E o roteiro de Angus MacLachlan também se mostra mais pretensioso do que eficiente, resultando em um filme que deixa o espectador o tempo todo sentindo-se enganado, mesmo que sua preferência não seja por um filme do gênero policial ou de ação. Pois Edward Norton compõe um prisioneiro que lembra o próprio Robert De Niro em Cabo do Medo (segunda versão) em sua atitude, e há uma série de antecipações de cenas mais violentas e pelo embate de “homens em fúria” (como promete o enganador título brasileiro) mas que raramente se concretiza. Não é um problema em si mesmo que um filme surpreenda por uma reversão de expectativas, preferindo uma discussão filosófica, teológica e /ou psicológica sobre o bem e o mal que habita nos corações humanos: o problema é como isso é desenvolvido.



O ritmo lento (ou falta de ritmo) antecipa uma explosão que fica aquém do que se pode esperar e o essencial desempenho dos ótimos atores apresenta incoerências próprias dos personagens em duelo mais verbal do que físico e de como eles são trabalhados pelo roteiro e pela direção. O jogo tradicional de mostrar um e outro em campo e contracampo poderia ser uma opção interessante da forma em que é feito: Norton fala para a câmera como se fosse “olhos nos olhos” do espectador. Mas são tantas conversas e tão longos diálogos que o uso desse tipo de enquadramento fica cansativo e perde a força. Em suas primeiras cenas Norton cai em certo grau de overacting, embora se saia muito bem quando o personagem cruza a barreira para um surto psicótico relativamente desapercebido pelos demais, sendo que nesta situação muitos bons atores escorregam na caricatura ou em piores “superinterpretações”. (Uma boa exceção nesse terreno era a Mia Farrow do esquecido e subestimado Cerimonia Secreta de Joseph Losey).



Mas o filme parece pretender deixar dúvidas e questões em aberto para o público, dentre elas, se ‘Stone’ estaria fingindo em algumas de suas estratégias para enganar ‘Jack’ e obter a liberdade condicional. E aí, não resta dúvida dos equívocos do roteiro e da direção, pois quando ‘Stone’ “surta”, até mesmo a vontade de sair da prisão parece ficar em segundo plano dentro dele; mas como o ator, mesmo em cenas de seu personagem só, mostra-se tão delirante, qualquer relativização posterior deste seu estado fica como um erro de verossimilhança minima: ou antes, no surto, ou mais adiante (quando é mais provável de se apontar a falha na dramaturgia e/ou na psicopatologia do personagem).



De Niro aparece muito melhor do que em muitos últimos filmes lamentáveis dos quais participou em desempenhos abaixo de sua genialidade confirmada na maior parte de sua carreira, em uma composição discreta adequada à tensão interior do personagem.
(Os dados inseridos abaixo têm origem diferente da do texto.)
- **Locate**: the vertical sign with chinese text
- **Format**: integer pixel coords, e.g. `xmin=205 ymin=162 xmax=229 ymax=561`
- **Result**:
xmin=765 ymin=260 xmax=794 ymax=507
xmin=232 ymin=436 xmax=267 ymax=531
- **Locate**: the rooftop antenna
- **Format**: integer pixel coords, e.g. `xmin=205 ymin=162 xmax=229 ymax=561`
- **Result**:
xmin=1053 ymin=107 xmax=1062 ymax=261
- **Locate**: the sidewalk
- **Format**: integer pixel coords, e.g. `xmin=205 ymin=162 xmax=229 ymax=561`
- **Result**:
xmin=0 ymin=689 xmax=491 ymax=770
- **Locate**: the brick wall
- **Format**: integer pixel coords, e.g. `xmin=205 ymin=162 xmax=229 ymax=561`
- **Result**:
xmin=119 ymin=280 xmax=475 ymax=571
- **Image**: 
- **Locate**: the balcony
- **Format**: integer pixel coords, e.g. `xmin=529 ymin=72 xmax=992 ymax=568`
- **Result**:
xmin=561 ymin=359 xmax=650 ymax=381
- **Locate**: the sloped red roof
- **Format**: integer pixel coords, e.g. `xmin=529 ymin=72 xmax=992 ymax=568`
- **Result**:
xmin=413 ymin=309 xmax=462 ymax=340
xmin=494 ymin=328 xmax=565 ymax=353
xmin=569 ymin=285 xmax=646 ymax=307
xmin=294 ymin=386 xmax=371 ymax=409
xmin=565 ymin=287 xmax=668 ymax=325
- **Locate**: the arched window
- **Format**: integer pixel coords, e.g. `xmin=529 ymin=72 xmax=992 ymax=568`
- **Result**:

Milla Javovich usa bem sua beleza para a esposa não menos psicopata do que o marido preso. Apenas pelos atores é que este projeto tão interessante quanto pretensioso e frustrante poderia justificar a ida ao cinema.



# HOMENS EM FÚRIA (STONE)

EUA, 2010

Direção: JOHN CURRAN

Roteiro: Angus MacLachlan

Fotografia: Maryse Alberti

Edição: Alexandre de Franceschi

Direção de Arte: Kerry Sanders

Elenco: ROBERT DE NIRO, EDWARD NORTON, MILLA JAVOVICH, FRANCES CONROY.